10 soruda su jeopolitiği
Su ekonomik bir mal olmamalıdır denmesine rağmen suyun ekonomik bir değeri var. Su ekonomisi hakkında bilgi verebilir misiniz?
Su esas olarak talebi sürekli olan, yerine başka bir şeyin ikame edilemeyeceği yaşamsal bir doğal kaynak. Bu özelliği nedeniyle ticarete konu edilmemesi ve bir kamu hizmeti olarak sunulması gerekir. Suyun bir insan hakkı olduğu Birleşmiş Milletler’de (BM) de kabul edildi. Ancak dünyanın su hizmetleri ve ambalajlı su pazarı çok büyük bir pazar. Dünyanın 2017 yılındaki şişelenmiş içme suyu pazarı büyüklüğü 156 milyar dolar. Bu diğer gazlı şişelenmiş sularla birlikte toplam 350 milyar doları buluyor. Su hizmetleri pazarının büyüklüğü ise 1 trilyon dolar olarak tahmin ediliyor. Bu büyük ve sürekli pazar suyun ticarileşmesine yönelik çabaları arttırıyor. Ancak burada ihmal edilmemesi gereken bir şey var. Suyun ekonomik değerinin belirlenmesi piyasa koşullarına bırakılırsa ekonomik gelir düzeyi düşük kesimlerin yeterli miktarda suya sürekli bir şekilde ulaşımı zorlaşır. Bu da bir insan hakkı ihlali olur. 1991-2014 yılları arasında ulusötesi şirketler 65 ülkede 850 su temini ve çevre sağlığı projesine girdi. Bu projelerin toplam yatırım maliyeti 75 milyar dolar idi. Maliyeti 21 milyar dolar olan bu projelerin 63 adedi sosyal tepkiler nedeniyle iptal edildi. Hatta bu kavramı insan hakkı olmaktan çıkartıp bir canlı hakkı olarak ele almak lazım. Çünkü insan doğal çevresi ile birlikte var. Bu doğal çevrenin su ihtiyacı da gözardı edilemez.

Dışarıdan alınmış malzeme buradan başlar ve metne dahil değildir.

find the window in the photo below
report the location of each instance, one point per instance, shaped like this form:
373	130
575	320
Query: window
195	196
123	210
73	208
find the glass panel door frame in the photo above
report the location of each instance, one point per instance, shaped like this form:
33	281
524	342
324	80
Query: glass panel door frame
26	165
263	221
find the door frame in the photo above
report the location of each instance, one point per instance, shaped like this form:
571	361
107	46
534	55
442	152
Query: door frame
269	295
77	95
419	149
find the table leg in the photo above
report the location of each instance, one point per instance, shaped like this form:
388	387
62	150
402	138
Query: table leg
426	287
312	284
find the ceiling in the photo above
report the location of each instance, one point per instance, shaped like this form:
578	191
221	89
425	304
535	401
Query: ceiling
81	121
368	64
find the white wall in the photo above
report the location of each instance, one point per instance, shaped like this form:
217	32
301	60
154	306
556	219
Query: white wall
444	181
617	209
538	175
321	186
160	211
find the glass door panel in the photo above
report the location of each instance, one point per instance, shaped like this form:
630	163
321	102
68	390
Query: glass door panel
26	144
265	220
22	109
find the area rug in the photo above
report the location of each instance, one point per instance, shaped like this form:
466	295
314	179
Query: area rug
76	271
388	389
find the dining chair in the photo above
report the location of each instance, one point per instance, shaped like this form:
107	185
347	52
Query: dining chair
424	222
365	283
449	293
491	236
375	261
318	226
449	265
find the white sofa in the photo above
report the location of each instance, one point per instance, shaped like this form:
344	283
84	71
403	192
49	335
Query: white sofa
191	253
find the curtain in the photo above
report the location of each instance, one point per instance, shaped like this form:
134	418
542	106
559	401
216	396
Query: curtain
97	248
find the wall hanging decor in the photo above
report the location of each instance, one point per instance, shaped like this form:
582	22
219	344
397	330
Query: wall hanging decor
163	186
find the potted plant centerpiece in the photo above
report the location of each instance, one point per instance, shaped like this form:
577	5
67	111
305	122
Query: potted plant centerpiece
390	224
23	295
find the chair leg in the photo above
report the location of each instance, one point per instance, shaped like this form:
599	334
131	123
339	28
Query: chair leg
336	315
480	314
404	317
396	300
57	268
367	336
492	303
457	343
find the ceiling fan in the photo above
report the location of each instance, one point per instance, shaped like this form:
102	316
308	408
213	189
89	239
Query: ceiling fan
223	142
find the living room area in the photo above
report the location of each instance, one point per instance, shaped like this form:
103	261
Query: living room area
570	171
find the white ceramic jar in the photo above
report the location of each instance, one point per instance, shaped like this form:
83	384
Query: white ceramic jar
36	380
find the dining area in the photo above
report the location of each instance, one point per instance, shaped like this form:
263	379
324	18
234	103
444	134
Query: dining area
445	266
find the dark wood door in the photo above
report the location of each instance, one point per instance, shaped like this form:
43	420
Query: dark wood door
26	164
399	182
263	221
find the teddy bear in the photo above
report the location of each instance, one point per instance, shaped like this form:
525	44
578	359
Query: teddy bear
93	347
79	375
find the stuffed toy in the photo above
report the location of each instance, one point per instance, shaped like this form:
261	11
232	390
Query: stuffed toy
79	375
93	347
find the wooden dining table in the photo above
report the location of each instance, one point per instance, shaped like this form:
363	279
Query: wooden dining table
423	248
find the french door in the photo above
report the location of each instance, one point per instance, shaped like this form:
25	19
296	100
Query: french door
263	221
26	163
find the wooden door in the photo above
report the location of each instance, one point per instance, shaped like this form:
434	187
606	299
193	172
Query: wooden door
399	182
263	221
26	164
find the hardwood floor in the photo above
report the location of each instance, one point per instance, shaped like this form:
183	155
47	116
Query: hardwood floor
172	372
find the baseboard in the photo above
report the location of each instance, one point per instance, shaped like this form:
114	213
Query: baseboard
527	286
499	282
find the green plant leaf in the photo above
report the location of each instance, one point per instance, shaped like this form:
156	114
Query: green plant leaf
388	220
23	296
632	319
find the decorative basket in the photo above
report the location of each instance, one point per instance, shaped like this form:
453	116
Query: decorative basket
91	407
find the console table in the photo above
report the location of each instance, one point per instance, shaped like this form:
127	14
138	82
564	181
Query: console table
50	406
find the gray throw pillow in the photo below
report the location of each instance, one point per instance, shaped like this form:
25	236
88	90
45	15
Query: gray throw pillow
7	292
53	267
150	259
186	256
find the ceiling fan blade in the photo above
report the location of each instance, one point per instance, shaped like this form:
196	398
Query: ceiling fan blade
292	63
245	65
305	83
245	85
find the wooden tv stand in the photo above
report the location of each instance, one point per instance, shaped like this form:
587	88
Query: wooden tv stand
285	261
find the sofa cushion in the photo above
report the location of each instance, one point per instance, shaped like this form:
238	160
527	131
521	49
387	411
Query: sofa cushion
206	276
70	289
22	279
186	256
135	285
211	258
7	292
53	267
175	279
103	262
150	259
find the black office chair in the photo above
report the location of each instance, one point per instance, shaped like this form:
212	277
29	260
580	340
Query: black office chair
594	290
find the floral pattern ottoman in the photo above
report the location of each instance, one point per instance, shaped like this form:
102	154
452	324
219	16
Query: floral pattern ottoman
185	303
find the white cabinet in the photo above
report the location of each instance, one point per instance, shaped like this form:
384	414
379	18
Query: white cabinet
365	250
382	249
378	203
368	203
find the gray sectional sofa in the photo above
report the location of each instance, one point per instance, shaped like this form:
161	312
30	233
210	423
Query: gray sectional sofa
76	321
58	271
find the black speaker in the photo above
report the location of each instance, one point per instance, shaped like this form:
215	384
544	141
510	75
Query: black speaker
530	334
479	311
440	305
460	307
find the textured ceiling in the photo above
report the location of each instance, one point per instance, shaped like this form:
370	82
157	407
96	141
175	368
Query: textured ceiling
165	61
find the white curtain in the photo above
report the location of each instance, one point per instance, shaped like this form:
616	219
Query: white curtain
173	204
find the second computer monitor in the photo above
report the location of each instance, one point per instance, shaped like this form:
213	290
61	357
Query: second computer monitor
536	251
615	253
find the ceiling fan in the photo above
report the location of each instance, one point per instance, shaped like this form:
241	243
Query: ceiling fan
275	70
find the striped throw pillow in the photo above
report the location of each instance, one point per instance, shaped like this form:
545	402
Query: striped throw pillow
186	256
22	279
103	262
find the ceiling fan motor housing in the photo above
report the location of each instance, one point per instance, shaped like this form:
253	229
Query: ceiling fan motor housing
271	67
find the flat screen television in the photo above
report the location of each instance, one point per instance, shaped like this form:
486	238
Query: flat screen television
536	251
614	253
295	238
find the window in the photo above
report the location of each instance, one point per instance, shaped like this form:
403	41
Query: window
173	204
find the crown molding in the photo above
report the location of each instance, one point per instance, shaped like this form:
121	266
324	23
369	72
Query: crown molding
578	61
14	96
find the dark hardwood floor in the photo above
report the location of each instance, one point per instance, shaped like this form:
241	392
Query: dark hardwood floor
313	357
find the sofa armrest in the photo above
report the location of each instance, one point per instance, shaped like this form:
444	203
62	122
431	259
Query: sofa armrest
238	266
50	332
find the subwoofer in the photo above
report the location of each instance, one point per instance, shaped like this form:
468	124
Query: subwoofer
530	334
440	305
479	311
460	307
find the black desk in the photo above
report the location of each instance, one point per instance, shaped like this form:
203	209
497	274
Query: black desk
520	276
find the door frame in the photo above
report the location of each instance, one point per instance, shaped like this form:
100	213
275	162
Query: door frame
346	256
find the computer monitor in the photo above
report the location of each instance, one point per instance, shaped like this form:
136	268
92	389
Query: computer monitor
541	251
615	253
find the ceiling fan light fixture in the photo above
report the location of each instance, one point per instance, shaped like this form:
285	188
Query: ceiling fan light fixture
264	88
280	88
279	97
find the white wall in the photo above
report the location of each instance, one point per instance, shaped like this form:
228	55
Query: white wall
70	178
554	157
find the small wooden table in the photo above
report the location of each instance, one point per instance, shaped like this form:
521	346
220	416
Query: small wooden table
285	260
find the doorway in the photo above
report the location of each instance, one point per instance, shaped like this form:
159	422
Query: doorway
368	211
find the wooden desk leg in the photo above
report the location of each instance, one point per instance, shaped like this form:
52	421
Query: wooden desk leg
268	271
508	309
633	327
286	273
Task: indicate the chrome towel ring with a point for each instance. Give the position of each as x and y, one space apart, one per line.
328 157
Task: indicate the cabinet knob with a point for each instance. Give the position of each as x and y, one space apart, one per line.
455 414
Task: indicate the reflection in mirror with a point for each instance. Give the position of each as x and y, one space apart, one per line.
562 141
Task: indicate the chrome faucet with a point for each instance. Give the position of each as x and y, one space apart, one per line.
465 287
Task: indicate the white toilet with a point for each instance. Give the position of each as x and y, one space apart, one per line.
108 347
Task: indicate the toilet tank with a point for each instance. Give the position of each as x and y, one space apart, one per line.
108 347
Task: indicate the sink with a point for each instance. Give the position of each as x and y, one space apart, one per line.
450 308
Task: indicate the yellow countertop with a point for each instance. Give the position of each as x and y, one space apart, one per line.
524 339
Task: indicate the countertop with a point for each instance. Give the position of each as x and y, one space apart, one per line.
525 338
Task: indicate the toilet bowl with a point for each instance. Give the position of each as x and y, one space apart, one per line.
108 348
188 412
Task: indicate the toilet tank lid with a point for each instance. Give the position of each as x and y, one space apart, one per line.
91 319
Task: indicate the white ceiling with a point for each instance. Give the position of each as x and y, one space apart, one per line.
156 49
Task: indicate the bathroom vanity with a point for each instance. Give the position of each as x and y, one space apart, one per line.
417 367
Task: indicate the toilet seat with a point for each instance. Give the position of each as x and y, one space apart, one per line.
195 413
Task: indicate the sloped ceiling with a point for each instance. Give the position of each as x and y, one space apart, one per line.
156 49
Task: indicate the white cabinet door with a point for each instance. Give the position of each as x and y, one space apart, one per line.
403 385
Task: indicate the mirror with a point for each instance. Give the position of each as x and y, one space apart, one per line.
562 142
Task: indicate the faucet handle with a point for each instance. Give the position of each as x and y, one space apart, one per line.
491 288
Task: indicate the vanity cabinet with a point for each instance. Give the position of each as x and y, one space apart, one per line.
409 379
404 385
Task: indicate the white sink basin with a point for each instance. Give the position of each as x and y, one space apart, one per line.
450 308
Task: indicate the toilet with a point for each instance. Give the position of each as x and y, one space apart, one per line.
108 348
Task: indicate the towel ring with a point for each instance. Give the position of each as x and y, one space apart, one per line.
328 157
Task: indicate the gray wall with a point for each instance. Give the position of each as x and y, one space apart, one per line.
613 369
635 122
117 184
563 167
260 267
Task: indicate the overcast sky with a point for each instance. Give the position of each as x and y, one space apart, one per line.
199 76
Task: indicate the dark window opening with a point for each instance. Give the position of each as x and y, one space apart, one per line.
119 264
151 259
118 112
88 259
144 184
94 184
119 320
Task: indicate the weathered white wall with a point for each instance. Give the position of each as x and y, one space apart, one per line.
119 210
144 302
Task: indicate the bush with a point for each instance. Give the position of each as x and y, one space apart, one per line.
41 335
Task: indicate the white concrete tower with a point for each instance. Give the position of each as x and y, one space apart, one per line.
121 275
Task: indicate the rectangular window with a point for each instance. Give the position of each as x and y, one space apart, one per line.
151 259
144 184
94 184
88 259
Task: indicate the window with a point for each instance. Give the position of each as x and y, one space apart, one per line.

İklim değişimi su kaynaklarını tehdit ediyor
Su riskinin iklim değişikliğinin gölgesinde kaldığını söyleyebilir miyiz?
İklim değişiminin su kaynakları üzerinde bölgelere göre değişen birçok etkisinin olacağı biliniyor. Ancak tabii ki iklim değişiminin diğer birçok farklı alanda da olumsuz etkileri olacağı için daha geniş bir tehdit algısı oluşturuyor. İklim değişiminin güvenlik boyutunun uluslararası zeminde önem kazanması da bu etkiyi arttırıyor.
Deniz ve okyanusların hızla kirlendiği, giderek ‘su çevrimi’nin yetersizleştiği gözleniyor. Bunun sonuçları nelerdir?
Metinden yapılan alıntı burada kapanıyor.